The Q&A Archives: Plants for windy rooftops

Question: What trees and shrubs are good for a rooftop in New York City? We are on the seventh floor with a south/west exposure. It's pretty open space. We are planting in 24

Answer: Unfortunately, a windy rooftop in full sun (including the hot afternoon sun) like this can be quite difficult to plant successfully because the plants (and soil in the relatively uninsulated, exposed and limited container space) will dry out very quickly -- plants lose extra moisture through their foliage in a windy spot.

You will have to experiment and see what works best for you. If at all possible a windbreak would be really helpful in reducing overall stress on the plants. Generally speaking you will need plants that are tolerant of heat, wind, and somewhat dry soil. You might look at junipers for your evergreens along with possibly ornamental grasses. Lilac and burning bush might be possibilities as might smaller cultivars of crabapple. Keep in mind that it is not unusual to need to replace woody plants annually in this type of growing location.

Your local professional nursery staff may have some additional suggestions, or if you have a neighbor who is gardening in a similar location/exposure then you could compare notes and see what is working well for them.
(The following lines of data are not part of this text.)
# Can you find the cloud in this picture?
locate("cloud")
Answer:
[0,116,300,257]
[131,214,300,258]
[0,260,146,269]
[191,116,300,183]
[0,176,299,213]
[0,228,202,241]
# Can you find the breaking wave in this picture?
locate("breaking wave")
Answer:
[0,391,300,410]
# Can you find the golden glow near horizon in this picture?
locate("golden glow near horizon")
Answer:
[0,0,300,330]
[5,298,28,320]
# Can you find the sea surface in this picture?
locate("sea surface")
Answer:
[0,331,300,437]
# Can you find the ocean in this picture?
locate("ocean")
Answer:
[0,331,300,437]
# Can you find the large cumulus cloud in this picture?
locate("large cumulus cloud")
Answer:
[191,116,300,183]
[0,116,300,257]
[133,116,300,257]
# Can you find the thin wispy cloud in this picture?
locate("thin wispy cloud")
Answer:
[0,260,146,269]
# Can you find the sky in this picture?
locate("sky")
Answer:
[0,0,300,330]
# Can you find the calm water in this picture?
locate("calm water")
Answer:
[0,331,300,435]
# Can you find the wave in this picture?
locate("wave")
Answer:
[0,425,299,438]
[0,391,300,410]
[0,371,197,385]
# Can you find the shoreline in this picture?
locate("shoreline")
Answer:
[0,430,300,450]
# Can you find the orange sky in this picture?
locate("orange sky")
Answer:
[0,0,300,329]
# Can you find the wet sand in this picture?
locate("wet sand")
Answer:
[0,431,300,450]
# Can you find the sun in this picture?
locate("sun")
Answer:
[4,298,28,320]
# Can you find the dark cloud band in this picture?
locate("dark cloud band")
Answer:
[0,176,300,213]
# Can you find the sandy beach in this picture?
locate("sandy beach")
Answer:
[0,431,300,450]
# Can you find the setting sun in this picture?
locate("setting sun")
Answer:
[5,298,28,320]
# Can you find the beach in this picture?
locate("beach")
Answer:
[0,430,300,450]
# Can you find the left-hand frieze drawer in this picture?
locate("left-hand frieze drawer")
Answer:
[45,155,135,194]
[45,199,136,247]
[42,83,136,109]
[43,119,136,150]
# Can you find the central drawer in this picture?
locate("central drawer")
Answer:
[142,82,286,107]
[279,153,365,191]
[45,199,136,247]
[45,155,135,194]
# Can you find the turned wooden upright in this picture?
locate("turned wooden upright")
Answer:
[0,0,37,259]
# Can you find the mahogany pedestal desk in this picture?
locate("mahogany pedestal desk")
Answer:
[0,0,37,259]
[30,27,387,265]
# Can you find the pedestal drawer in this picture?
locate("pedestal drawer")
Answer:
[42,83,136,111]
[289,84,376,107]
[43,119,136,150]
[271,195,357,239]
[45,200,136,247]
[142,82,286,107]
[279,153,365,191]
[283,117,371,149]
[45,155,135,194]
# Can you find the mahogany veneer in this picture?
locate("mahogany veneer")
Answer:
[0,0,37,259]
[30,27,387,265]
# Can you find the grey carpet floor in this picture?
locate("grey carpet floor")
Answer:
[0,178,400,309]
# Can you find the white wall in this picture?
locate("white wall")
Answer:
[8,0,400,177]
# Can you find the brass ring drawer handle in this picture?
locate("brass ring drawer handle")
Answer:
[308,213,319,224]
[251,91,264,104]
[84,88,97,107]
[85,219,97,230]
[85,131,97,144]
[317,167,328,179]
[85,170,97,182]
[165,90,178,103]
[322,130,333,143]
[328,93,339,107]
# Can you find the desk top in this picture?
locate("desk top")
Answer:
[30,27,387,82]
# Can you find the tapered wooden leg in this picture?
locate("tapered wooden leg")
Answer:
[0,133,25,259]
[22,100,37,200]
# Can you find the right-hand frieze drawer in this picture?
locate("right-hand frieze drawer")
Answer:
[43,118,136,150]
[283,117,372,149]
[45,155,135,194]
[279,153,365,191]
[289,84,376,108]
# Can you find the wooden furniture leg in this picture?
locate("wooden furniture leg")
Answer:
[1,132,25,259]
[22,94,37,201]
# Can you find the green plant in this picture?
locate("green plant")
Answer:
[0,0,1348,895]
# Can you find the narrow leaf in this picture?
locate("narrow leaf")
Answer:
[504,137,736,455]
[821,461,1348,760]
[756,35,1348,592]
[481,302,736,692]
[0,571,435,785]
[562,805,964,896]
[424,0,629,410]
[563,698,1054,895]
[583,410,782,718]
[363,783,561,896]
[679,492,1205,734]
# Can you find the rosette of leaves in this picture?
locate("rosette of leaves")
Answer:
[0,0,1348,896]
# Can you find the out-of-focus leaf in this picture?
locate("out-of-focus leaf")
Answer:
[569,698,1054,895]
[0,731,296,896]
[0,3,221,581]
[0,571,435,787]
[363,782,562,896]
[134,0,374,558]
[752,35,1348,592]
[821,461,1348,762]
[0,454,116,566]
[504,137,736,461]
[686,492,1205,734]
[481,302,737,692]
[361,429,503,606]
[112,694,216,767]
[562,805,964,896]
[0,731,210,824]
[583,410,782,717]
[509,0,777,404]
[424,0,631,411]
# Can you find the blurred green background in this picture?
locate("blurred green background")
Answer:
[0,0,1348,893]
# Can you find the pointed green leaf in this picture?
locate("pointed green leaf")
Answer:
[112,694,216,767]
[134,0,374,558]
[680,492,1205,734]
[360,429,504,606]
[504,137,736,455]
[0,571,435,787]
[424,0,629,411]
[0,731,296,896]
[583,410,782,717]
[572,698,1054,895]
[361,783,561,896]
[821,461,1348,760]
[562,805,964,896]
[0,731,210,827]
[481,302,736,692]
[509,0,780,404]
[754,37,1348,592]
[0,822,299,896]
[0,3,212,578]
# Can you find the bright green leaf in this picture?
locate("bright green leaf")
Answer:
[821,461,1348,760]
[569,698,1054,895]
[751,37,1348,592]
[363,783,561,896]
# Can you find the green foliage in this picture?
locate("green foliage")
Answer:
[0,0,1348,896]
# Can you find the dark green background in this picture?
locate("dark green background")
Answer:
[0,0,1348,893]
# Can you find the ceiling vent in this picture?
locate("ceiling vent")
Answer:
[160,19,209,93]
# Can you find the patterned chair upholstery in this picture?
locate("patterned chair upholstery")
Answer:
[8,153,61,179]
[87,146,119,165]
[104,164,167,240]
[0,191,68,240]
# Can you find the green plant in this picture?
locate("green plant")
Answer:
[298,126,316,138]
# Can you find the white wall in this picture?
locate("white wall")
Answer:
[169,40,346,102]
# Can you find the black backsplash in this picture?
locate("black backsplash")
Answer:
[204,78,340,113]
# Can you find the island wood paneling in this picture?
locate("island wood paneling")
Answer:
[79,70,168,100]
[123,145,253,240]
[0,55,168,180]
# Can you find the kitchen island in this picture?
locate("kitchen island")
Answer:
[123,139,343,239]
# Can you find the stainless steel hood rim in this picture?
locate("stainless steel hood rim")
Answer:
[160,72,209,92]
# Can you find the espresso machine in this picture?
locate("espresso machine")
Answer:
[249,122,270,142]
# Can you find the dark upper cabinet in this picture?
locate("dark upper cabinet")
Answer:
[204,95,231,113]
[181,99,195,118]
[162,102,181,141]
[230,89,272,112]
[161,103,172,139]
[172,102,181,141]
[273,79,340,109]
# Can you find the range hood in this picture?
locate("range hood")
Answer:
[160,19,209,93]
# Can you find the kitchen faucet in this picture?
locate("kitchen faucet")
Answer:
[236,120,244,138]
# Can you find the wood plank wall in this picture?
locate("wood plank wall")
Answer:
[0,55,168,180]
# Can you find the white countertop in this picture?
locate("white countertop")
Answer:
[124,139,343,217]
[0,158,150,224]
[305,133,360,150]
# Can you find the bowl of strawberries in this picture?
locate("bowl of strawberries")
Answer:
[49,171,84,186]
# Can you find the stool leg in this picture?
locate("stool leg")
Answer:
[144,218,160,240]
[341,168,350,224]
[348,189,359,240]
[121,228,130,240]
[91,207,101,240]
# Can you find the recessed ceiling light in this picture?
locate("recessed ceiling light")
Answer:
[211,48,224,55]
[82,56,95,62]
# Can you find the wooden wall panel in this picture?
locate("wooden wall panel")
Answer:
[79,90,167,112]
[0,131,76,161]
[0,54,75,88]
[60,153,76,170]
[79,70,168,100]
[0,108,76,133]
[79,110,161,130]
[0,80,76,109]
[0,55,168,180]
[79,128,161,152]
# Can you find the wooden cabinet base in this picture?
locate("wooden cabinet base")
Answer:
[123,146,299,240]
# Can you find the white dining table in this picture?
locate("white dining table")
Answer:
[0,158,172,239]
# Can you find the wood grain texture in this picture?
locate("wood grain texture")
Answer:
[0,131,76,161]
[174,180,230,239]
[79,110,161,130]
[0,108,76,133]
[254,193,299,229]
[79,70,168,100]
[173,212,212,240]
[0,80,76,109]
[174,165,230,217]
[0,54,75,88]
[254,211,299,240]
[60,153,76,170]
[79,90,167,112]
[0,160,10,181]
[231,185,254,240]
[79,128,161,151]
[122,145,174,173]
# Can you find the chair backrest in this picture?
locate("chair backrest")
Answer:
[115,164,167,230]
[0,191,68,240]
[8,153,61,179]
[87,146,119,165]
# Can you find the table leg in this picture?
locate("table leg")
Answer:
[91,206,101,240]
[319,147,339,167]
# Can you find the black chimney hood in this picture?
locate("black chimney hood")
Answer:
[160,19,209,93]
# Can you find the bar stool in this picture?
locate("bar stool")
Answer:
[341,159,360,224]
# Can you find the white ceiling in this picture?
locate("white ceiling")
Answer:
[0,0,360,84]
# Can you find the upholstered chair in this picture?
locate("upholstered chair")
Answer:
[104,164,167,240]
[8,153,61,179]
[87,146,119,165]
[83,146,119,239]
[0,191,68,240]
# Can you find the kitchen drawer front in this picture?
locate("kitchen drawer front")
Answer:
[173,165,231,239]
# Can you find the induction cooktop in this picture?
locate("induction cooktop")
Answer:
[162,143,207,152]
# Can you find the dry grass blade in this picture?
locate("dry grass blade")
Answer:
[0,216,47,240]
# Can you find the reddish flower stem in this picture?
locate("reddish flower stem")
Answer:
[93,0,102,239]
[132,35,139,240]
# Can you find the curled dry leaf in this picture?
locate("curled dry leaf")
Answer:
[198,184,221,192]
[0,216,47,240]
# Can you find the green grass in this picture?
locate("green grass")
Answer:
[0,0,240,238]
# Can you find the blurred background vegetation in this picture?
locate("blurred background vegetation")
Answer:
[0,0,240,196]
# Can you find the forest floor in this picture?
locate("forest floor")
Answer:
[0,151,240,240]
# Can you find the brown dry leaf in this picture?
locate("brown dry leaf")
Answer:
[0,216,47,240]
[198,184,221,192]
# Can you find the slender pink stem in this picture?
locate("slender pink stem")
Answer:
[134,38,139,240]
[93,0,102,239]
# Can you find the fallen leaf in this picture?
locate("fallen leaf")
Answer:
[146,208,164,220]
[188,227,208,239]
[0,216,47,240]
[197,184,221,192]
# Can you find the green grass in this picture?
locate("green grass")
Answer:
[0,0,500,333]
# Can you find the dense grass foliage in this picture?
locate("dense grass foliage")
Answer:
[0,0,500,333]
The soil mix should be a soil-less mix formulated for container plants. These are somewhat lighter in dry weight compared to a soil based mix, however once you add the necessary water to keep the soil evenly moist (not saturated, but damp like a wrung out sponge) then it does become quite heavy. For this reason I would suggest you check with a building engineer or architect to verify how much weight you can safely place there. Good luck with your project!